For those of us who have weathered the last few boom-and-bust cycles in San Francisco, we know the drill, and it’s not pretty: when times are good, we worry about keeping the City affordable for families. And when times are bad, we worry about school funding, layoffs and keeping families in the City.
Are you noticing a pattern? Keeping San Francisco a place where families of all economic levels can thrive is something that is crucial to our quality of life, and strong public schools are a huge part of that goal.
San Francisco is changing rapidly, and even if the current tech boom ends soon, the overall rate of change will probably not slow down too much. The Association of Bay Area Governments predicts that San Francisco’s population will grow more than 30 percent to almost 1.1 million people by 2040, and we do not have enough schools to serve that population.
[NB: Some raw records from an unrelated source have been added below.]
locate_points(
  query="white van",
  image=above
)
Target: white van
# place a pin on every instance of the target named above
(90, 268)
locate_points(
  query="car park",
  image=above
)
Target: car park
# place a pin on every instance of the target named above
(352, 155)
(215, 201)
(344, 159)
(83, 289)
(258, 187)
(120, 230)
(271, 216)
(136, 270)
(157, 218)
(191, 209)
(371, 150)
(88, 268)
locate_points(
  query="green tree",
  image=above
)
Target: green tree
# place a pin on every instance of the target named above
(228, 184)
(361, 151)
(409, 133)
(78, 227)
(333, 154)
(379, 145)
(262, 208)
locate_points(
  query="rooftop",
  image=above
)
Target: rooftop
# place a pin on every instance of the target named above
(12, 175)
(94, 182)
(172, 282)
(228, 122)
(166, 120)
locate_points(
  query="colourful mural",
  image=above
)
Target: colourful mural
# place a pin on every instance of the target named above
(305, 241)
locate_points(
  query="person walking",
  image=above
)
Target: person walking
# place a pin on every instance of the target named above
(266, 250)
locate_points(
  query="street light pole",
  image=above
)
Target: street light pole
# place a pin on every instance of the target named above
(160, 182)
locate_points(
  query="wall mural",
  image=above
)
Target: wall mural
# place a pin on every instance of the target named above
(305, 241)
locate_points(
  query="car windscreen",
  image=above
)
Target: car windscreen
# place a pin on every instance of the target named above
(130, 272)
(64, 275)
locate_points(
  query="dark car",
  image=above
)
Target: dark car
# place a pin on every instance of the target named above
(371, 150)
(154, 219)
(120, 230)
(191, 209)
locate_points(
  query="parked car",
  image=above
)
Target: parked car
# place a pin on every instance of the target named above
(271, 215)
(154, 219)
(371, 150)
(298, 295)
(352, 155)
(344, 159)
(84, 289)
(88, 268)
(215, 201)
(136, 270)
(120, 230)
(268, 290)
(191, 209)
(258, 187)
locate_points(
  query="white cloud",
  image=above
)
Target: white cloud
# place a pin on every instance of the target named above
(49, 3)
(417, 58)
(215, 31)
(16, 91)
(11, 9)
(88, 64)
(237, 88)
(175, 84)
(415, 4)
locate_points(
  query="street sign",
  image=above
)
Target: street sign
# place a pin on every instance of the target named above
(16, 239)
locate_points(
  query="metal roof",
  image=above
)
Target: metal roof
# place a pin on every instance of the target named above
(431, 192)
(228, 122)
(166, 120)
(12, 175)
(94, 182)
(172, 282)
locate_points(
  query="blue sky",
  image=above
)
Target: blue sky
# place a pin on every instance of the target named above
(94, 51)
We also are at a crisis point in teacher recruitment and retention. California is facing a major teacher shortage, because it costs a lot to live here, teaching isn’t well-paid, and well, it’s a hard job (dedicated teachers love it, but it’s still a very hard job!).
San Francisco Unified needs to do a better job planning for the changes that are already impacting our students, our families and our educators. We can positively meet our capacity and staffing needs by doing the following:
- Committing to building new schools in rapidly-growing areas like Mission Bay and Hunters Point Shipyard
- Investing in teacher salary increases
- Expressly supporting teachers’ ability to live in San Francisco, either through new teacher housing stipends or building affordable teacher housing
- Investing in coaches and other supports for first- and second-year teachers.
In my third term, I commit to these approaches to improve our readiness to face a future that is both challenging, and full of opportunities.